Improvements to powerpc32 asm code
Mark Rodenkirch
mrodenkirch@wi.rr.com
Sun, 1 Jun 2003 19:52:11 -0500
On Sunday, June 1, 2003, at 08:57 AM, Torbjorn Granlund wrote:
> Mark Rodenkirch <mrodenkirch@wi.rr.com> writes:
>
> Thanks. In my addmul_1.asm, the loop I have only handles one
> limb per iteration, which makes the code much easier to follow
> than the current implementation. I attempted both two and four
> limbs per iteration, but I saw no gain from that.
>
> If loop unrolling doesn't help, it should not be used, of course.
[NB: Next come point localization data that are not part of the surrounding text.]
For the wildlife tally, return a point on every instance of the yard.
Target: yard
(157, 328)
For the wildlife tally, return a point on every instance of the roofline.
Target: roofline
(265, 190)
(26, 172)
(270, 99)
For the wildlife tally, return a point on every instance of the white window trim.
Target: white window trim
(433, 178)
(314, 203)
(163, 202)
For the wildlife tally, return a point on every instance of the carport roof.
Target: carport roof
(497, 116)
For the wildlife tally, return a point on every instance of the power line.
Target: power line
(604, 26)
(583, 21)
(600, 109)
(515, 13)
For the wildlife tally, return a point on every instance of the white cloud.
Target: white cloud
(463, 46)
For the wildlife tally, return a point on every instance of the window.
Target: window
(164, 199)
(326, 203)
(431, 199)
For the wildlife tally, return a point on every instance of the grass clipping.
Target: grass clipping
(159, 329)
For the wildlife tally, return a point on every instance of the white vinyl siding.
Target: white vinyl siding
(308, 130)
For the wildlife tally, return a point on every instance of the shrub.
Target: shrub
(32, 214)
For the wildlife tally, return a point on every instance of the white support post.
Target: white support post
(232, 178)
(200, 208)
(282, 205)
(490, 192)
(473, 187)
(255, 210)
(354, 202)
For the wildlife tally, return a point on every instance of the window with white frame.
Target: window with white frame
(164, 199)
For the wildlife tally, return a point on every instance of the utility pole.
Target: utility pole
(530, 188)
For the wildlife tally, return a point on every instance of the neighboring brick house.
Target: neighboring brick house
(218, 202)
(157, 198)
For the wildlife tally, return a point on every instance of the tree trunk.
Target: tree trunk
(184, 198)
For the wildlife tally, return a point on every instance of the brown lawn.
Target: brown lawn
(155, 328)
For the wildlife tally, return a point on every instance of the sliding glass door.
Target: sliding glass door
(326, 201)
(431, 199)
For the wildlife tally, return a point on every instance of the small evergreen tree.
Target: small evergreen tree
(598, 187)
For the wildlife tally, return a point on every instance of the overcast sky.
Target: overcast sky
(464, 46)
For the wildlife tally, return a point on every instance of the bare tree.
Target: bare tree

I discovered my bug (I was not accounting for a carry) and once fixed
the code increased by 2 cycles/limb, making it perform worse than the
current code. I'll continue to investigate other options, but I expect
the
current version (or your revision) to be the best possible without FP
instructions.
The version of addmul_1.asm that you sent caused a segfault. I haven't
investigated why as I assume that you (or whomever wrote it) were
already
going to do that. Of course, if it doesn't cause a segfault on any PCs
that
you are using, then I will investigate further. I haven't looked at the
addmul_N.asm code that you sent.
I haven't tested my versions of add_n.asm or sub_n.asm with what GMP
provides. If you are interested in anything I provided in the versions
I
sent earlier, I will continue testing them.
BTW, keep up the good work on GMP. It's a great package.
--Mark